This is the mail archive of the
gcc-patches@gcc.gnu.org
mailing list for the GCC project.
Re: [PATCH] Don't lower MIN_EXPR and MAX_EXPR [was Re: GCC Benchmarks(coybench), AMD64 and i686, 14 August 2004]
- From: Paolo Bonzini <paolo dot bonzini at polimi dot it>
- To: Roger Sayle <roger at eyesopen dot com>
- Cc: Paolo Bonzini <bonzini at gnu dot org>, Daniel Berlin <dberlin at dberlin dot org>, GCC Patches <gcc-patches at gcc dot gnu dot org>, Jeff Law <law at redhat dot com>
- Date: Thu, 19 Aug 2004 16:11:45 +0200
- Subject: Re: [PATCH] Don't lower MIN_EXPR and MAX_EXPR [was Re: GCC Benchmarks(coybench), AMD64 and i686, 14 August 2004]
- References: <Pine.LNX.4.44.0408190633270.4605-100000@www.eyesopen.com>
I've no problem with the lowering or not of MIN_EXPR, MAX_EXPR and
ABS_EXPR, but it seems to me that the more fundamental problem is
that we're failing to CSE the phi nodes themselves.
Yes. I know this is only a work around.
For example, it would be nice to optimize
x = a ? b : c;
y = a ? b : c;
into the equivalent
x = a ? b : c;
y = x;
Not only nice -- I think I would have expected it even before tree-SSA...
Alas I'm not a tree-ssa expert but the above transformations would
appear doable with GCC's current infrastructure.
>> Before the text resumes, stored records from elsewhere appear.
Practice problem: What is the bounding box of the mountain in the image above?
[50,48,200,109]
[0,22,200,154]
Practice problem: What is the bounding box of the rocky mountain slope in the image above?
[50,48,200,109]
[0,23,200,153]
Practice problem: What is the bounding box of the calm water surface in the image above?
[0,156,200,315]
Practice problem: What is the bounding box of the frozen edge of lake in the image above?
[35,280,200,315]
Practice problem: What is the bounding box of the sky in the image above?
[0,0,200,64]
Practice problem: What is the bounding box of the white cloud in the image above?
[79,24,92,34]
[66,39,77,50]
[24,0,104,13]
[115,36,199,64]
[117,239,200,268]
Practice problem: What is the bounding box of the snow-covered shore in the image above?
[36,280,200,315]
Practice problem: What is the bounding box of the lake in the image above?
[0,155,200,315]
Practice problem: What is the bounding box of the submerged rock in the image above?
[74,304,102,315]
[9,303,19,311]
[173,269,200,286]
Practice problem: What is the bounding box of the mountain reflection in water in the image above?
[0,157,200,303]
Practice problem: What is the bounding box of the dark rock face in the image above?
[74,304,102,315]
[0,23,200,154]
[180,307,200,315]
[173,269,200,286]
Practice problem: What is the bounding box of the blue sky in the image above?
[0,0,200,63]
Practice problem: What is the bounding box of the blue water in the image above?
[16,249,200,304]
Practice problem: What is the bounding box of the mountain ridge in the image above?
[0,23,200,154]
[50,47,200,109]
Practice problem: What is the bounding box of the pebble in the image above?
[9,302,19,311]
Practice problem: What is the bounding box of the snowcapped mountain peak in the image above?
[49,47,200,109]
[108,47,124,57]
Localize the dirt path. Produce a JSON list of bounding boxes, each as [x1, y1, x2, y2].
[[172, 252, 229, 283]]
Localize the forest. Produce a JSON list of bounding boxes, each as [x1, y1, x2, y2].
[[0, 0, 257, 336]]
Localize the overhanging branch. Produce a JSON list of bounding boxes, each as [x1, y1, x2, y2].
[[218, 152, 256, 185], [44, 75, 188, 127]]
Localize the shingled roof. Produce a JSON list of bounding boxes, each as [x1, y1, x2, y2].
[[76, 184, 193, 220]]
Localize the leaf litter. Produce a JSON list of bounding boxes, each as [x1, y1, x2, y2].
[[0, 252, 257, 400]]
I don't know. I'd expect that PRE/FRE do this, but these things are not
trivial with SSA because the basic blocks in the first phi node do not
dominate those in the second phi node. As far as I could understand,
SSA makes many optimizations easier, but they are still going to require
solving data flow equations, etc., unless only follow
dominator->dominated edges.
For example, in this case
if (a1 < 0)
z1 = a1 + b1;
else
z2 = b1;
z3 = PHI (z1, z2)
if (a1 < 0)
w1 = a1 + b1;
else
w2 = a1;
w3 = PHI (w1, w2)
You cannot simply transform "w1 = z1" in the assignment for w1 because
this does not respect SSA's dominance property (all defs must dominate
their uses).
mole's testcase is simpler but, in concrete terms, it looks like SSA
excels at handling complex nests of if's and while's more than at
optimizing adjacent ones. Again, I'm not sure if this is right, but
given this particular optimizer deficiency, it seems plausible.
Paolo